What I like to do is I like to segment out the places where conversion events happen on your site. For the purposes of this Whiteboard Friday, let's call that the product pages. So I want visits to the product pages. I might choose to do new and returning, again split out. I want to see the checkout completion rate, meaning the people who make it through whatever conversion process that is. Maybe that's just a form field for an email capture. Maybe it's checking out through a shopping cart, whatever that is.
Then I want to see new versus retuning customers, different than visits. This is anyone whose email address or organization I previously have in my customer database so I know that, "Aha, this is a new customer.
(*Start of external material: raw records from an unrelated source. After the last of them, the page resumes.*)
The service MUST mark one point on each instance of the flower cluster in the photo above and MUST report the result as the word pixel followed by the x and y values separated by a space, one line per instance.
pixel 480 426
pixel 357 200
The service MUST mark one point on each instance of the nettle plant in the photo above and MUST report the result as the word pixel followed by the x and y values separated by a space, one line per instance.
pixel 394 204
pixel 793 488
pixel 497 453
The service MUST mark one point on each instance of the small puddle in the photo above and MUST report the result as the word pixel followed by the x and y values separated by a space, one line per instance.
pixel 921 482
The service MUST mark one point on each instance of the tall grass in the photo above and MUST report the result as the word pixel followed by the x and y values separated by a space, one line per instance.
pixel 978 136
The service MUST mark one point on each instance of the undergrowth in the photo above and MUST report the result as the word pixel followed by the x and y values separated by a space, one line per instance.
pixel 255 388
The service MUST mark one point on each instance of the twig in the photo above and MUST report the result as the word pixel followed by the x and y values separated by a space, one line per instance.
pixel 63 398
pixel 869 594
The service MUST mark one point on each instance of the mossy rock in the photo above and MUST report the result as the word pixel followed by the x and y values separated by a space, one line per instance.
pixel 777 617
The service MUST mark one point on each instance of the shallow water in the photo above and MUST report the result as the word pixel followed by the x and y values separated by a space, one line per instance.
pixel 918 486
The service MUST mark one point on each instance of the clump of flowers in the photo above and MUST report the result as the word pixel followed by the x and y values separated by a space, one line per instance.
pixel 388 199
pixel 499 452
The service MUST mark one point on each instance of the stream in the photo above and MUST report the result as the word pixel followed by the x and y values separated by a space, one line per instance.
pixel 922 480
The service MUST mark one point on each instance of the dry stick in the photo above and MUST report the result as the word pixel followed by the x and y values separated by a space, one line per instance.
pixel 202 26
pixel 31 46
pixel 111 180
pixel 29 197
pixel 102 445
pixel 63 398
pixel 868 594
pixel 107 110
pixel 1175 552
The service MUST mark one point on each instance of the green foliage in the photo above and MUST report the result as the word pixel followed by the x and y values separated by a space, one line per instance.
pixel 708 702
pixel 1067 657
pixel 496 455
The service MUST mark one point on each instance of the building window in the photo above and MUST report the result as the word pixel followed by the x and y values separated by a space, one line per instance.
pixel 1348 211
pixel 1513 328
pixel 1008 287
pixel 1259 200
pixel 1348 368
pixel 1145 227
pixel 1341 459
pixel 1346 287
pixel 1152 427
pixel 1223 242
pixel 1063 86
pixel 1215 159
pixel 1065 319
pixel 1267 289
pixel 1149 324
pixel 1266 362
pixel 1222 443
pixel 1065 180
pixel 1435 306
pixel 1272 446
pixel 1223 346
This person has never converted with me in the past." Or, "Oh, I've seen them before. They're coming back and doing something with me again."
Then I want total revenue. You can break this down. I would break this down something like product page visits, the completion rate of whatever it is that the conversion event is, new buyers, retuning buyers, average revenue per buyer, total transactions, and total revenue. That might be a reasonable ecommerce type of approach. It will change if you're SaaS. It will change if you're email lead capture, but this is fine.
What's great about this is if you set this up now, if you set this up and you have this data for January, you can set it up any way you want — a Google spreadsheet and you manually fill some stuff in, you pull in some stuff through APIs, you ask one of your developers to build something for you, great. It's very imperfect, but you can set up a custom Google Analytics dashboard that gets close-ish, approximate-y, depending on how much sophistication you need. You won't be able to get any of this stuff in the awareness side from GA, but the rest of it you can get close to.
If you do this in January and you measure it throughout the year and you can get year over year data, go back to 2015, or at least in 2017 be able to look back at 2016, you will set yourself up for so much more success than was ever possible before you measured things. I tend to find that what we measure is what we were able to improve. If you measure this stuff, you'll be improving the right stuff.
All right, everyone. Congratulations on making it through 2015. I'm looking forward to a great 2016 with you and lots of great Whiteboard Fridays to come. Take care and Happy New Year.